Diríamos que lo digital «corta y pega» nuestras realidades, tanto ontológica como epistemológicamente. Con esto me refiero a que lo digital acopla, desacopla o reacopla características del mundo (nuestra ontología) y, por tanto, nuestras asunciones sobre el mundo (nuestra epistemología), las cuales parecían inmutables. De este modo, lo digital rompe y reconstruye los «átomos» de nuestra experiencia y cultura «modernas», por así decirlo. Remodela por completo el cauce del río, por utilizar una metáfora wittgensteiniana. Los siguientes ejemplos preliminares nos ayudarán a iluminar esta idea.

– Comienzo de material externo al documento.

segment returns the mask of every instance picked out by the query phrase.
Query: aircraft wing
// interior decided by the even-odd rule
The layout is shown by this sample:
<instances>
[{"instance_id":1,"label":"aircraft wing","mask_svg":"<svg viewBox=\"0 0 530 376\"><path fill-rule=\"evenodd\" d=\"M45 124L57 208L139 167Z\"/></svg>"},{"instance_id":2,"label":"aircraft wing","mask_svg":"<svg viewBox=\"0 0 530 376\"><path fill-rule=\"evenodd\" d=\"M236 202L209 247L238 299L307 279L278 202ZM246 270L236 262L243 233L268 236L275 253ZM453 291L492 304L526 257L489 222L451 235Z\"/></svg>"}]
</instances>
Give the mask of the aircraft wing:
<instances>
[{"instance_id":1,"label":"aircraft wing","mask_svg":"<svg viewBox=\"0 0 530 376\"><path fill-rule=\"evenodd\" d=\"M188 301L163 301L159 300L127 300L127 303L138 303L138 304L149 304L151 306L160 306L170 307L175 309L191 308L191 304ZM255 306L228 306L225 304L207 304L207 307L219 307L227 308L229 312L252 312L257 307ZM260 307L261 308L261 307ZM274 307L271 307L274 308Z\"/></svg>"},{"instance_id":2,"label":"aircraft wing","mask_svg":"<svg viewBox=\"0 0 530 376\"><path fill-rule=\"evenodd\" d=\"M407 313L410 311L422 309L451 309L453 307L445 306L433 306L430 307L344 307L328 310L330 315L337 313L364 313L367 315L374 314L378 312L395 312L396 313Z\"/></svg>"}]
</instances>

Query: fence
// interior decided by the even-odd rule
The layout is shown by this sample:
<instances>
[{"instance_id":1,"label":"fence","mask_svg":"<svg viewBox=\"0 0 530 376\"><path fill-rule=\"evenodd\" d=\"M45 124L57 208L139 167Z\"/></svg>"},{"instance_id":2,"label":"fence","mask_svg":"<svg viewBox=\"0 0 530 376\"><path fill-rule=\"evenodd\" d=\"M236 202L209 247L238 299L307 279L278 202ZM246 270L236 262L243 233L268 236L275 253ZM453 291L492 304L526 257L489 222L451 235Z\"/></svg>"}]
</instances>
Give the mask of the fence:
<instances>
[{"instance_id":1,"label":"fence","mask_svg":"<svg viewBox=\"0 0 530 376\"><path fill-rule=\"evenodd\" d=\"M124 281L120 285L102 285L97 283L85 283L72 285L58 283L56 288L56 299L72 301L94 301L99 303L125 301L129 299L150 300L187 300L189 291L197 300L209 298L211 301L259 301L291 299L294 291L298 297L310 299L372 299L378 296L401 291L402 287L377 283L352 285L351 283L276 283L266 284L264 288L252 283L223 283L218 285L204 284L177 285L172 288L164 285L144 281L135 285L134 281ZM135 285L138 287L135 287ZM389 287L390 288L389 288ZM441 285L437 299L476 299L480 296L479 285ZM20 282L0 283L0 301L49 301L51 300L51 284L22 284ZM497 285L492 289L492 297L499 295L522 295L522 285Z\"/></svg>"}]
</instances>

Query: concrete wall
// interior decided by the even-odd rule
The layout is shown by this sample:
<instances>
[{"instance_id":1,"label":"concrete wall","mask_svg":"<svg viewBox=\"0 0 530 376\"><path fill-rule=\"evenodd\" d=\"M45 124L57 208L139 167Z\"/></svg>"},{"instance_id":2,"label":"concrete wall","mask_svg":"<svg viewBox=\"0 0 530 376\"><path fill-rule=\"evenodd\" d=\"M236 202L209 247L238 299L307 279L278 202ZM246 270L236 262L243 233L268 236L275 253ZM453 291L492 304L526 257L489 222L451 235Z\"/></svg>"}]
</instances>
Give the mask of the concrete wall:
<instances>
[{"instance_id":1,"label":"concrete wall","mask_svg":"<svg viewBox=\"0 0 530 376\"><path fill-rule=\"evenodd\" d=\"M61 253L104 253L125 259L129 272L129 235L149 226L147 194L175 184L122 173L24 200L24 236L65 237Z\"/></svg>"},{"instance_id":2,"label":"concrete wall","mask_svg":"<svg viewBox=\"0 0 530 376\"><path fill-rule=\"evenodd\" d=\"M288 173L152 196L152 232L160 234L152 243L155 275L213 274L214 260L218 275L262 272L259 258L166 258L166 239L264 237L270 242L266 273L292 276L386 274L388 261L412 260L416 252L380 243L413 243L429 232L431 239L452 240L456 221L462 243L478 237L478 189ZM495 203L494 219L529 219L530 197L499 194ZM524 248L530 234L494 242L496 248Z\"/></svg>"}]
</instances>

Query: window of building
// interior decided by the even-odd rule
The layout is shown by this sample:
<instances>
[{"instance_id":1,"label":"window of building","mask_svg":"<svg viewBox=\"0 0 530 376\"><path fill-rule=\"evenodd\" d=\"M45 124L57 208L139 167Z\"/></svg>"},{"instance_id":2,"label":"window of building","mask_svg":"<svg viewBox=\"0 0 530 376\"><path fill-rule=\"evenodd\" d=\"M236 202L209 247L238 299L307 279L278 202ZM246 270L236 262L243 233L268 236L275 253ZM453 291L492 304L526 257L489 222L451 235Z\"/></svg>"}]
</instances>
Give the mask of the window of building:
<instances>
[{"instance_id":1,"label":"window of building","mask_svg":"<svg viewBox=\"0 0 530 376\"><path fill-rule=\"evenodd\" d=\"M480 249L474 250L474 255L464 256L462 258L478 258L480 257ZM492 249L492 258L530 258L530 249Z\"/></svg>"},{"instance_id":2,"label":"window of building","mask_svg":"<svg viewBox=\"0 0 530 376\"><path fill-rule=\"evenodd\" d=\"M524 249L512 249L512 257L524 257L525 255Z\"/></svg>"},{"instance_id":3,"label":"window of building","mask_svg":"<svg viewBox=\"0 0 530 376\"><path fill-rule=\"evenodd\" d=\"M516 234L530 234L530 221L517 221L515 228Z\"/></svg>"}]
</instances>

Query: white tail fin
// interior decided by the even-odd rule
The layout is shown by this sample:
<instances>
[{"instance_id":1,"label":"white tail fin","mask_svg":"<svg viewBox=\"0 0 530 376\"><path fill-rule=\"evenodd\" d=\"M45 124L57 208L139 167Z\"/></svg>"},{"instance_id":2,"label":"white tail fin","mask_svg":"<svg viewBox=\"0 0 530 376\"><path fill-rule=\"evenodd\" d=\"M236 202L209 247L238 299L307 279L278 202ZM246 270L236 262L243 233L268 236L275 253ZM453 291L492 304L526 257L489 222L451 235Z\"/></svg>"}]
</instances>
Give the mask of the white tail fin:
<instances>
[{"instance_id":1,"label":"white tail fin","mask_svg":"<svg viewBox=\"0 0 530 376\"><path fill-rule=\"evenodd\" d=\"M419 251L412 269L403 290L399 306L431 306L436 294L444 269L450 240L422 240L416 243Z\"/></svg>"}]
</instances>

Consideremos en primer lugar uno de los casos más significativos de acoplamiento. La identidad propia y los datos personales no siempre han estado unidos de manera tan indistinguible como ahora, cuando hablamos de la «identidad personal» de los «sujetos de los datos». En este sentido, los registros censales son muy antiguos (Alterman, 1969), y la invención de tecnologías como la fotografía han tenido un enorme impacto en la privacidad (Warren y Brandeis, 1890). Durante la Primera Guerra Mundial, los gobiernos europeos obligaron a viajar con pasaporte por motivos de migración y seguridad, ampliando así el control del Estado sobre los medios de movilidad (Torpey, 2000). Pero ha sido únicamente lo digital, con su inmenso poder para registrar, controlar, compartir y procesar cantidades ilimitadas de datos sobre quién es (digamos) Alice, lo que ha permitido acoplar su identidad personal y su perfil, junto con información personal sobre ella. La privacidad se ha convertido en un problema acuciante también, si no principalmente, debido a este acoplamiento. Hoy, al menos en la legislación de la UE, la protección de datos se debate en términos de dignidad humana (Floridi, 2016c) y de identidad personal (Floridi, 2005a), con los ciudadanos tratados como «sujetos de datos».